It is great to hear this! Thank you for sharing your test files.

Basic F08 launch patterns are legacy pattern and they are not actively maintained. It is very likely that the TVs are not aligned with the code. That was the reason for validation errors.

Please use pattern 59c for 4T4R tests.

Thank you.

Hi @bkecicioglu,

Thanks for your explanation.

I have another question:
I noticed that there was no rx_packets in cuPHY. Could it be caused by DPDK?

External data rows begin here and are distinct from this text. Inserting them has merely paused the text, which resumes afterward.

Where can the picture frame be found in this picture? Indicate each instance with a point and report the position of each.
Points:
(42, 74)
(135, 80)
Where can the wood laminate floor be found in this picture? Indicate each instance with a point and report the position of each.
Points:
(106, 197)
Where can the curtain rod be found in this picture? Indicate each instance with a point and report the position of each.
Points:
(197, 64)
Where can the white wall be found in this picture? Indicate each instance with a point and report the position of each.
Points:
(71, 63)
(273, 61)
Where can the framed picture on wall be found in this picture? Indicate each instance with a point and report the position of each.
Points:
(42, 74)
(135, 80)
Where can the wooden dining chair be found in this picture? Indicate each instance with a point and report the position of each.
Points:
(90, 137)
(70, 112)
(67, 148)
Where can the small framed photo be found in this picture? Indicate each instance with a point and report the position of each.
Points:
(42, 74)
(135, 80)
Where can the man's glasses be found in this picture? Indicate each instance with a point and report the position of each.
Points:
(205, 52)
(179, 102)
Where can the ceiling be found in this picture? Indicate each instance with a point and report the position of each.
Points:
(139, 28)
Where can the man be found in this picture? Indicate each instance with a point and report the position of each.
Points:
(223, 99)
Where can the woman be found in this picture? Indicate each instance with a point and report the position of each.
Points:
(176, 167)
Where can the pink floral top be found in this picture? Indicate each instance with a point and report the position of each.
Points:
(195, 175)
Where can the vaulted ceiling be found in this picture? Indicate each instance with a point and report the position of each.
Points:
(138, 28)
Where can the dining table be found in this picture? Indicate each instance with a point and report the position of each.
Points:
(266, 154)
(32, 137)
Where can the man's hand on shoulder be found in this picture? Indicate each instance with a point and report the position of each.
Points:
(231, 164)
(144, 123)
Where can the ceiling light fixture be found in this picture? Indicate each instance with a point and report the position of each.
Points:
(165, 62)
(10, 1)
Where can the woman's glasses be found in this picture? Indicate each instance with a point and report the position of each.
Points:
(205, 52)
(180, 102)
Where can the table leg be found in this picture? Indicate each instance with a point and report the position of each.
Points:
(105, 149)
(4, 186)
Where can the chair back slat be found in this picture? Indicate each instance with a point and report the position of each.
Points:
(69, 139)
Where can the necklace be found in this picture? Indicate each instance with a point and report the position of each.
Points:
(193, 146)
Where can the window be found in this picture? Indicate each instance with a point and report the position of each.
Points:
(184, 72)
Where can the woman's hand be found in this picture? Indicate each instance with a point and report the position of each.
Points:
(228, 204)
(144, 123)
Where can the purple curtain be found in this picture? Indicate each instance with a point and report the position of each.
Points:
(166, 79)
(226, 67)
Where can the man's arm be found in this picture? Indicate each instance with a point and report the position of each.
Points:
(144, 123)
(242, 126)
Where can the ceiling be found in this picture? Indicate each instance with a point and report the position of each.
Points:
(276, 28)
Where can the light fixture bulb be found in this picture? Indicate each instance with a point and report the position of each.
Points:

[FH.NIC] NIC 0000:d1:00.0 stats:
[FH.NIC] tx_packets: 1079768
[FH.NIC] rx_packets: 0
[FH.NIC] tx_bytes: 629131028
[FH.NIC] rx_bytes: 0
[FH.NIC] tx_errors: 0
[FH.NIC] rx_errors: 0
[FH.NIC] rx_missed: 0
[FH.NIC] rx_nombuf: 0

Thank you!

Hi @justin.jy.huang ,

These are counters from the DPDK API. DPDK is only used to transmit C-plane packets on the DU side. The U-plane packet transmission and reception happens with DOCA. Therefore, what you are seeing on the cuphycontroller side is the counters for the C-plane messages.

On the other hand, DPDK is used for all transmission and reception on the RU-emulator side.

Thank you.

Hi @bkecicioglu ,

Got it.

Thanks for your reply. :)